Fellow first-year VMA student Nikki Emma reported similar difficulties with paperwork.

“They don’t want people to use the equipment you’re not supposed to use,” she said. “But I feel there should be a simpler process for films that are really short for classes that aren’t anything dangerous.”

However, Bandes clarified that it was the process itself that was the issue, not the EDC itself.

“The EDC’s sole purpose is to maintain the gear and make sure that we can get it—anything that you might have heard about it being really difficult, that’s not their fault,” he said.

EDC Manager Jake Nadeau said students and faculty influence which equipment is replaced each summer, based on the budgetary needs of each department. The EDC works with the heads of the VMA Department, as well as the School of Communication, in order to decide what fits best within the confines of the curriculum.

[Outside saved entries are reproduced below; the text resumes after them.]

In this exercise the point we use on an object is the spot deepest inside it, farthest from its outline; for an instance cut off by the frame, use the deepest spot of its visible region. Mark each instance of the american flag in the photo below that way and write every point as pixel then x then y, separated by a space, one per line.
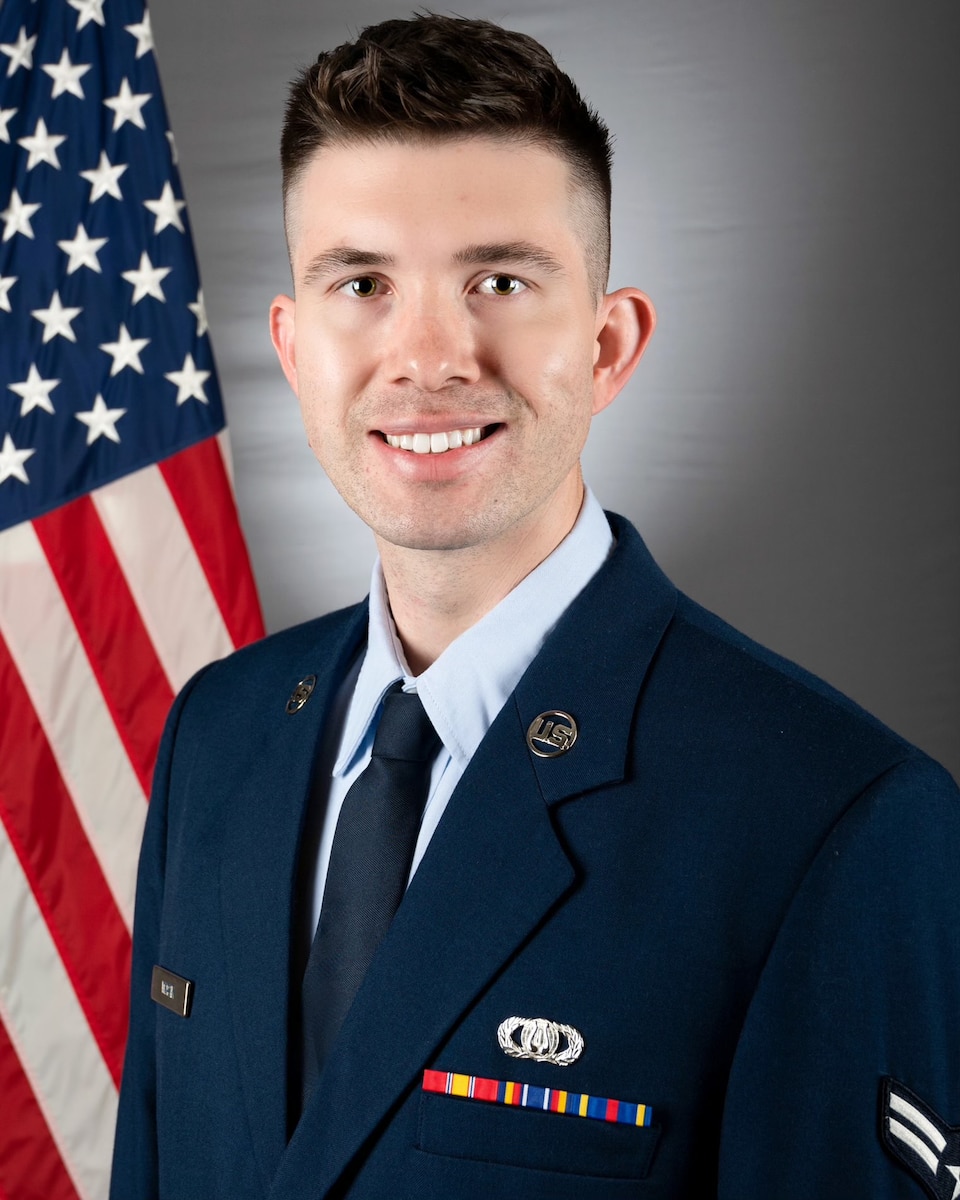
pixel 123 568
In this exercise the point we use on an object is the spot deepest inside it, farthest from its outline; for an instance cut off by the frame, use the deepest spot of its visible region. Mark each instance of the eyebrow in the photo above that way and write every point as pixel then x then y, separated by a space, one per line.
pixel 514 253
pixel 343 258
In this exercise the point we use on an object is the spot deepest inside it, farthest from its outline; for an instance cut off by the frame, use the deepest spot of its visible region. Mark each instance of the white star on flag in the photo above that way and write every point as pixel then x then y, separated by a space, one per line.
pixel 145 280
pixel 126 107
pixel 83 251
pixel 120 502
pixel 34 391
pixel 88 10
pixel 143 34
pixel 101 421
pixel 21 52
pixel 57 319
pixel 189 382
pixel 12 460
pixel 166 209
pixel 199 311
pixel 103 178
pixel 42 145
pixel 66 76
pixel 125 351
pixel 17 216
pixel 5 286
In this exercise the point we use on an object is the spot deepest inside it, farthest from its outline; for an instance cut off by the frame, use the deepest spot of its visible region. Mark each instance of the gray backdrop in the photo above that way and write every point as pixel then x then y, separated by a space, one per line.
pixel 786 190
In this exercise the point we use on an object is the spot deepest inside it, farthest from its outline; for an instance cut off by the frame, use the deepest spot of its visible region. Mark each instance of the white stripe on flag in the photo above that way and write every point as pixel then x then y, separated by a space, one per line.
pixel 919 1147
pixel 163 574
pixel 226 450
pixel 901 1105
pixel 49 657
pixel 53 1041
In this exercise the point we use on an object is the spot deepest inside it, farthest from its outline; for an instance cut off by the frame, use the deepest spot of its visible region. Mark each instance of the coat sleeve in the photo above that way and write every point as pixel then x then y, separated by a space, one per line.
pixel 135 1175
pixel 862 987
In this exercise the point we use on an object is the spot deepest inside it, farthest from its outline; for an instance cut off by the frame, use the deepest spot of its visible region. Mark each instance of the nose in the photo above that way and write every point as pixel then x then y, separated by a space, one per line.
pixel 431 345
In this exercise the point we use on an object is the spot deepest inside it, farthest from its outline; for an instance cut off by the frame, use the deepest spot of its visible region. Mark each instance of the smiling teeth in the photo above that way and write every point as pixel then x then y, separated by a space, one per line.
pixel 433 443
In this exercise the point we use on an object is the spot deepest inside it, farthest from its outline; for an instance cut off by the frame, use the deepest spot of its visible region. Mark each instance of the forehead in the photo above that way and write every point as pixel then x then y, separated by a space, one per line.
pixel 467 190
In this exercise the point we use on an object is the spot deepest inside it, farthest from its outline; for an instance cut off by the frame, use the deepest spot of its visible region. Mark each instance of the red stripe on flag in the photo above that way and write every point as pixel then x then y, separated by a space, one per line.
pixel 197 479
pixel 63 871
pixel 111 629
pixel 30 1163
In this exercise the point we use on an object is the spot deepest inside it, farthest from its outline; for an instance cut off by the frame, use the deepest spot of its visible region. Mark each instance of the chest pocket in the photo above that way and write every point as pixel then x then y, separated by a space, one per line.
pixel 538 1141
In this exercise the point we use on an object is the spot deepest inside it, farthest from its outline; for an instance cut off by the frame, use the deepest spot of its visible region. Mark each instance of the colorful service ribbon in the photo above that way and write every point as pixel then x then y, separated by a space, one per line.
pixel 527 1096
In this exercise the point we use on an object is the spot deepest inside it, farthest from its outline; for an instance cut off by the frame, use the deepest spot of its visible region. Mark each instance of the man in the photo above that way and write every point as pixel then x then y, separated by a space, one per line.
pixel 681 919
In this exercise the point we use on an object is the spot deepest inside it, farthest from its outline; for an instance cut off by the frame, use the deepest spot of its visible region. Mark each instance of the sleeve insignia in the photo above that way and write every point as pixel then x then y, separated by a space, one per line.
pixel 921 1140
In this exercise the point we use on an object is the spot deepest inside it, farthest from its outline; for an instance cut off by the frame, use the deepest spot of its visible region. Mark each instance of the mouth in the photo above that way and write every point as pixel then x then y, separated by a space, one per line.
pixel 441 442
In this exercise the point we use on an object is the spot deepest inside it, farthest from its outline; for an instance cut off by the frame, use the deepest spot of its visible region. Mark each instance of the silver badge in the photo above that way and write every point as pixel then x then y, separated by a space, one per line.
pixel 540 1039
pixel 551 733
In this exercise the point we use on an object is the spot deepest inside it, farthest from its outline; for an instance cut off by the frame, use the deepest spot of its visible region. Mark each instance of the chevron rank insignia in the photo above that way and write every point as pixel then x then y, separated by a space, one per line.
pixel 921 1140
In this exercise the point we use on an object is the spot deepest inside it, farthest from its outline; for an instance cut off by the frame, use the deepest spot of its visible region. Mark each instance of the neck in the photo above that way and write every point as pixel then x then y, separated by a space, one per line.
pixel 437 594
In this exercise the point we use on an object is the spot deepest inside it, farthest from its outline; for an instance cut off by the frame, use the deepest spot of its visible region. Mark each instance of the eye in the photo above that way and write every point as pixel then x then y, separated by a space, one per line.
pixel 501 285
pixel 363 287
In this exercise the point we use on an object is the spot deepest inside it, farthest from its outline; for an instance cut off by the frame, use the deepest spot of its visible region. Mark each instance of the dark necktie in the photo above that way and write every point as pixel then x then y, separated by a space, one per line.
pixel 370 865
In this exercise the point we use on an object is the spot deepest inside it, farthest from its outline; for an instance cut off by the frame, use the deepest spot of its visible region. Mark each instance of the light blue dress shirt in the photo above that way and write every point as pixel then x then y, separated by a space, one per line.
pixel 465 688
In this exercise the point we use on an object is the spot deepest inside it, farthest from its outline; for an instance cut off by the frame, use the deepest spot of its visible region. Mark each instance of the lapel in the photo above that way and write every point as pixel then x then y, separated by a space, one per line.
pixel 495 869
pixel 257 876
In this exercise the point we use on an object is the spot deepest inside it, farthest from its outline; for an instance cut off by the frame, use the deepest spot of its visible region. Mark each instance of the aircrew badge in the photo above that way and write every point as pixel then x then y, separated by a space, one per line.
pixel 540 1041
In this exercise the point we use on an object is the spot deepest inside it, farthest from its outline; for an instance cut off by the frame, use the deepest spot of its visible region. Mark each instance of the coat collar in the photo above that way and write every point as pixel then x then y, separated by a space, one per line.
pixel 461 919
pixel 258 871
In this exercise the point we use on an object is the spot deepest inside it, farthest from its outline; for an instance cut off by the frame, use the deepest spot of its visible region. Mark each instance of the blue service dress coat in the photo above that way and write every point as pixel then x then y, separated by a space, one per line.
pixel 738 888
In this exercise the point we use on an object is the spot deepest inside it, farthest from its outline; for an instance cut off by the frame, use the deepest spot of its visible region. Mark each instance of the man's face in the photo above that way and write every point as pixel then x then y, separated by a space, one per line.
pixel 443 339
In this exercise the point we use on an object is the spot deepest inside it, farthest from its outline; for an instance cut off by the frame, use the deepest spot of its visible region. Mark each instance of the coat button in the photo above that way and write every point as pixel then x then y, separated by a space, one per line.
pixel 551 733
pixel 301 694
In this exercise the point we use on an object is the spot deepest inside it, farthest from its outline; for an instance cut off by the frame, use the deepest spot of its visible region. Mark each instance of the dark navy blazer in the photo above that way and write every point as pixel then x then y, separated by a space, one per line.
pixel 738 887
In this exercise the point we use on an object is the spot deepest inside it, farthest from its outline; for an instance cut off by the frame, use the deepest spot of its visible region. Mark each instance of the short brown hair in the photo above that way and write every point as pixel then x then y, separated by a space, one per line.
pixel 432 78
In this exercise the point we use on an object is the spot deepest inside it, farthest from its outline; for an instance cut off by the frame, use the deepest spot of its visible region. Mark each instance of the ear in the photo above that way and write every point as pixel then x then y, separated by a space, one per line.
pixel 283 336
pixel 625 323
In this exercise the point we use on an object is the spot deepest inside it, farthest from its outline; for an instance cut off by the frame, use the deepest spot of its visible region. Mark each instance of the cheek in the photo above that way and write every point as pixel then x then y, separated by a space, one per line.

“We respond to both faculty and student requests for new equipment,” Nadeau said. “We synthesize that into what is within that department’s budget and what would best serve both the curricular needs of the faculty and the curriculum to the students.”

As a center that “functions in the background,” the EDC is expanding into the School of Communication and performing arts programs as well, Operations Manager Damon Blankenship said, and a lot of that wouldn’t be possible without the support from student employees.

“It seemed this place could be a sanctuary for them and they seem to like coming here and working with each other and feeling safe,” he said.